Em qual desculpa vão acreditar as professoras? Fonte da Foto: assessoria

Como diz o verso de uma antiga canção, as professoras de Avaré já podem escolher em quem acreditar. Fazendo jus à progressão de carreira, tendo um fundo de verbas federais para garantir sua valorização (FUNDEB) e um Plano de Carreira, esperam desde março de 2017 pelo que a lei garante – garantiram as professoras na reunião.

Em 2017, segundo as professoras, a desculpa dada pelo secretário Ronaldo Guardiano e seu patrão Jô Silvestre era que o governo anterior havia deixado a 2ª parcela do 13º salário para ser paga em janeiro, desculpa foi utilizada até a exaustão para justificar também o descumprimento da Constituição Federal não procedendo com a reposição inflacionária em  1º de maio desse mesmo ano, além, é claro, de atrasos no nos pagamentos dos funcionários. Nenhum mês foi pago na data devida, 5º dia útil.

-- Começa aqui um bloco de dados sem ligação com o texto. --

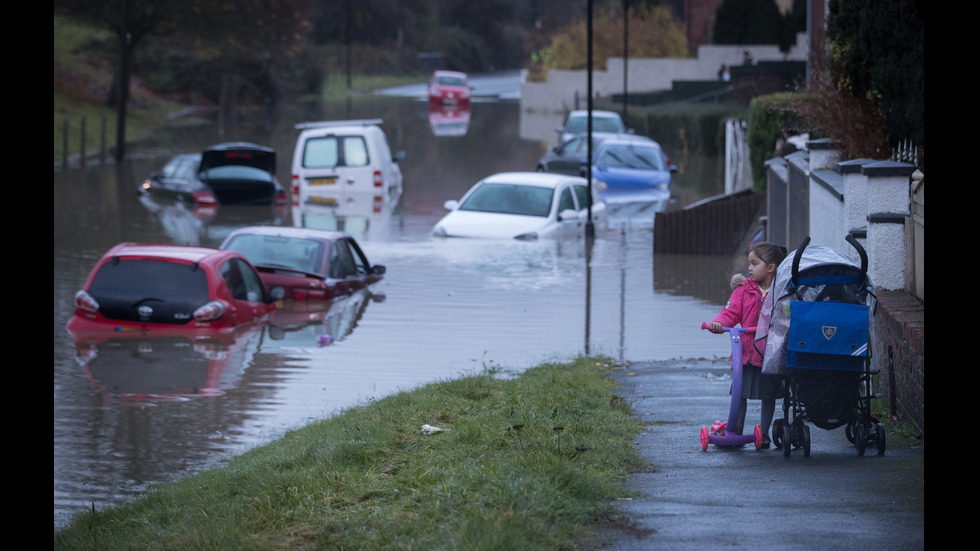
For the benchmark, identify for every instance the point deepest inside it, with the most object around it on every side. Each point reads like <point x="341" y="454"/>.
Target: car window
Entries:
<point x="333" y="151"/>
<point x="355" y="151"/>
<point x="572" y="146"/>
<point x="567" y="201"/>
<point x="321" y="153"/>
<point x="179" y="168"/>
<point x="361" y="265"/>
<point x="242" y="281"/>
<point x="450" y="81"/>
<point x="141" y="279"/>
<point x="606" y="124"/>
<point x="297" y="253"/>
<point x="582" y="194"/>
<point x="237" y="172"/>
<point x="341" y="261"/>
<point x="578" y="124"/>
<point x="632" y="156"/>
<point x="510" y="199"/>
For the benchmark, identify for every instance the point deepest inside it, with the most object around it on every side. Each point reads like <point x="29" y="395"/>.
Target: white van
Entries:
<point x="334" y="159"/>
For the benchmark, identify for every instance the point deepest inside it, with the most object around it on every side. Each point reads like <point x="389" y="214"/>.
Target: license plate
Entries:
<point x="328" y="201"/>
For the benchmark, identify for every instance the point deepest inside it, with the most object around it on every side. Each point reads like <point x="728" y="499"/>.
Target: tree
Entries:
<point x="877" y="49"/>
<point x="748" y="22"/>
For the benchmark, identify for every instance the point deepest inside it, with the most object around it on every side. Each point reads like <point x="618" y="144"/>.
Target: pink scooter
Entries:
<point x="719" y="434"/>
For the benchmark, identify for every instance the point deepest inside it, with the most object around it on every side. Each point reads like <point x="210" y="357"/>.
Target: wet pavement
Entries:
<point x="723" y="498"/>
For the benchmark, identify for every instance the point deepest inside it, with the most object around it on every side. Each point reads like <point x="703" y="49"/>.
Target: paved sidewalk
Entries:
<point x="759" y="499"/>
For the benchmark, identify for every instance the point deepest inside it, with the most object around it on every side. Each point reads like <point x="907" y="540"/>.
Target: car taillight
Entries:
<point x="280" y="200"/>
<point x="204" y="198"/>
<point x="85" y="302"/>
<point x="210" y="311"/>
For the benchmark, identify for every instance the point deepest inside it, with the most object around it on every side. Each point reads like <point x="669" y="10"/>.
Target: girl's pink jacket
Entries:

Em 2018, a desculpa foi o limite prudencial da folha de pagamento e a lei de responsabilidade fiscal; nesse mesmo ano, em reunião com representantes do sindicato, professores, funcionários e secretários, Jô Silvestre se comprometeu por escrito a diminuir as gratificações, horas extras não executadas e cargos em comissão, estancando a sangria da folha de pagamento e assim  permitindo que os funcionários de carreira tivessem a reposição da inflação conforme a Constituição. Concluindo, nada aconteceu e nos doze meses desse ano os salários foram pagos em atraso – lamentaram as professoras.

Em 2019, uma liminar exigiu que o governo reajustasse em 5% os vencimentos dos funcionários diminuindo em parte a defasagem em relação à inflação dos 3 anos deste governo; surpreendentemente em março de 2019 os funcionários receberam no 5º dia útil pela primeira e única vez, por coincidência na mesma data de vencimento dos novos carnês de IPTU (reajustados todos os anos) - lembraram as professoras.

Agora, em 2020, a desculpa da vez são os funcionários afastados por questões de saúde, que são menos de 100, e que com total certeza seus vencimentos não se aproximam dos 500 mil ditos pelo secretário do “Prefeito de Portas Abertas”, que passam a receber pela Prefeitura e não pelo AVAREPREV.

Agora cabe a você servidor escolher qual foi a melhor desculpa deste governo que não o valorizou e desrespeitou sua carreira, ainda afirmando “nos encontraremos nas urnas em outubro”.